How unique should a sentence be?

There are lots of sentences like the following in the Wikipedia dump:

All songs written by Trey Anastasio, except as noted.

The artist name in each sentence is unique, but all surrounding words are either almost or exactly identical each time.

While the sentences are technically unique, is the similar/identical wording overly biasing the model and they should therefore be removed?

cc @kdavis

Good question, and as usual for complicated questions the answer is “it depends”.

As Common Voice is not application specific–not geared toward radio, assistants, or any other particular use case–the sentences selected should reflect the distribution of sentences one sees “in the wild” for STT applications. However, no one knows this distribution. So the question is what to do?

The path we taking is to collect sentences whose distribution is uniform as possible. Operationally we’re implementing this as “no repeats”. However, as you mention, there is a gray area.

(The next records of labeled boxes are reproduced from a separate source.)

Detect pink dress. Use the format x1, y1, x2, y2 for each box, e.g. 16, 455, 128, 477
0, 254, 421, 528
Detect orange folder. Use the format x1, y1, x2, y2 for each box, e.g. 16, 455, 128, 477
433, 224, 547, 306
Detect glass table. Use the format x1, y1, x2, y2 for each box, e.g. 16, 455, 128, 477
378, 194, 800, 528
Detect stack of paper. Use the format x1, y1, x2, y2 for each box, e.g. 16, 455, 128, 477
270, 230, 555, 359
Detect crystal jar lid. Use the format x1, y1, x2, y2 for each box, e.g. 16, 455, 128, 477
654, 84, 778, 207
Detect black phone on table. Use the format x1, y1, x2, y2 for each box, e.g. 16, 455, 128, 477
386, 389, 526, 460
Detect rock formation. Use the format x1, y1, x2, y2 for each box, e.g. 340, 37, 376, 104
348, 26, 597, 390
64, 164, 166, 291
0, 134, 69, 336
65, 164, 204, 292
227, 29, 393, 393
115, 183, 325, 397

If we remove most of your “All songs written by…” sentences, we remove a bias of any acoustic model created by the data. However, if we remove most of your “All songs written by…” sentences we also remove a large source of speech-to-text data for proper nouns. Maybe one is better then the other? I’m not sure.

However, I am sure that if we introduce such “almost repeat” rules, we’ll be going down a rabbit hole very soon. There are 104 languages currently being worked on for Common Voice. Mozilla and the community doesn’t have the resources to write these “almost repeat” rules for each of these 104 languages. So I’d suggest simply allowing for these “almost repeats” for now.

1 Like

A common approach for this would be to train a language model on the prompts, and then measure the perplexity on a held-out test set. The perplexity would indicate how predictable the test set is. It can also be evaluated on individual sentences. Maybe this metric would be good to have when evaluating potential prompt sentences. It should scale fairly easily to the 104 languages.

Yeah, I guess we should avoid pre-filtering stuff until we know it’s actually a problem.

A good idea, but I worry about obtaining large enough unbiased text corpora to create accurate language models to judge new sentences with.

For example, the problem we are talking about is in Wikipedia data. So if we exclude Wikipedia from our language model, we will have a hard time finding enough text for under resourced languages like Hakha Chin.

Do you have an idea where we can obtain large unbiased text corpora for all the 104 languages that are currently being working on?

I’m talking about training a model only on the prompts. The purpose is exclusively to judge the perplexity of individual prompts in relation to the whole, so we don’t want other text.

So you suggest to train a language model on all prompts we already have then we accept/reject each new prompt, a sentence accepted by the sentence collector but not yet read by users, based upon its perplexity?

I think this can have the same problem I was talking about, obtaining a large unbiased data set is hard. In more detail…

When a language starts it launches with only 5k sentences. Training a language model on these 5k sentences then accepting/rejecting new sentences based on this language model will highly bias new sentences to be just like the initial 5k and it’s doubtful that these 5k sentences will reflex the full diversity of a language. In other words, 5k is not enough sentences to get a good model of a language.

However, for languages in which we have lots of sentences collected already I think your idea would work. But I guess the question then is: What does “lots of sentences” mean? In other words, how many sentences are needed before we can switch from a hand-curated to an automated acceptance?

So you suggest to train a language model on all prompts we already have then we accept/reject each new prompt, a sentence accepted by the sentence collector but not yet read by users, based upon its perplexity?

Right, we could either use it with a threshold to accept/reject, or just as a soft guide in showing users which sentences or words might be repetitive.

When a language starts it launches with only 5k sentences. Training a language model on these 5k sentences then accepting/rejecting new sentences based on this language model will highly bias new sentences to be just like the initial 5k

That’s the opposite of how it would work. No matter how small or large the data set, it will guide new sentences to be different from the initial ones, not just like them.

Let’s say we use a 2-gram language model, for example. From @dabinat’s problem sentence, if we train a language model on 10 sentences with the “All songs…” form and 5 other sentences, then the 2-grams “All songs”, “songs written”, “written by”, “except as”…etc. will each have counts of 10, while all other 2-grams in the language will have small or 0 counts, and thus give a much lower perplexity for sentences with this pattern.

Even though large, unbiased text corpora are needed for language models trained for other purposes, you can actually train language models with any amount of text, and this purpose does not have such a requirement.